In an opinion that can have a significant impact on insureds’ ability to settle claims, the Colorado Supreme Court ruled that policyholders will lose coverage if they strike a deal without their insurer’s consent. Travelers Prop. Cas. Co. v. Stresscon Co., No. 13SC815 (Colo. S. Ct. April 25, 2016).
Specifically, the Colorado Supreme Court ruled that the notice-prejudice rule does not extend to “voluntary-payments” provisions in insurance policies. In other words, insurers may rely on their “voluntary-payments” provisions to deny coverage, without showing prejudice arising from an insured’s unilateral settlement of a third-party claim.
In Stresscon, the insured, a subcontractor, settled directly with a general contractor over a dispute about project delays. The insured did not notify the insurer before settling, or get the insurer’s permission to settle. The insured then sought indemnification from its insurer. The insurer refused to pay, citing a “no-voluntary-payments” provision in its policy. The insured argued that the insurer had to show prejudice to rely on the “no-voluntary-payments” provision; the district and appellate courts agreed with the insured. Unfortunately, the Colorado Supreme Court disagreed. The Court reasoned that there was no express prejudice requirement, and creating one would “essentially rewrite the insurance contract itself and effectively create coverage where none previously existed.”

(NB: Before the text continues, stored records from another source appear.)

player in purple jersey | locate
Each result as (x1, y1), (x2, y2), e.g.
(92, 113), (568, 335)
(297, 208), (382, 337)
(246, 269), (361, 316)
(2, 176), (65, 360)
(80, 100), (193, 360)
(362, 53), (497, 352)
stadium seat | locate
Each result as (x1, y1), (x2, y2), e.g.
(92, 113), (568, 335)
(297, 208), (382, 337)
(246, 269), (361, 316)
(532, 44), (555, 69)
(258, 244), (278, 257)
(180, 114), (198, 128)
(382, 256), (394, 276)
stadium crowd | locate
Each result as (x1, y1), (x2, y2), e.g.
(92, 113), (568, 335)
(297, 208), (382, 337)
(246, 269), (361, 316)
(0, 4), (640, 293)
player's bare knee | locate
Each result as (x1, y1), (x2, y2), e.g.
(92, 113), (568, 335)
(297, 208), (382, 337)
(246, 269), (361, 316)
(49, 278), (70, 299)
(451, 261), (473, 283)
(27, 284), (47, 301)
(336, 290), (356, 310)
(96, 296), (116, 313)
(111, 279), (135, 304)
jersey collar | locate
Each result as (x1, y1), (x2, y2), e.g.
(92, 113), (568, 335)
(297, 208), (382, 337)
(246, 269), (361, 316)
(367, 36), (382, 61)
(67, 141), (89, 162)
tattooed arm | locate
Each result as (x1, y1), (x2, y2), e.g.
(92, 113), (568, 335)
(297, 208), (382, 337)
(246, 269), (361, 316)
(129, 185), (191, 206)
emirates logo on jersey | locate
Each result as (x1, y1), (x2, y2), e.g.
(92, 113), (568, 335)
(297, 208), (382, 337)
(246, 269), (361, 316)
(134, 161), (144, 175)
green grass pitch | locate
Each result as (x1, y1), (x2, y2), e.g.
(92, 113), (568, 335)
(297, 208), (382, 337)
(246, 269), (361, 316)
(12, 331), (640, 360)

Stresscon is an important decision, addressing the dangers that insureds face when they settle claims without their insurer’s express consent. Moving ahead, insureds with Colorado operations should be cautious when evaluating early settlements if they expect their insurer to indemnify later. Particularly, Colorado insureds should communicate with their insurer in advance of settling in an effort to reach an agreement that will avoid forfeiting coverage.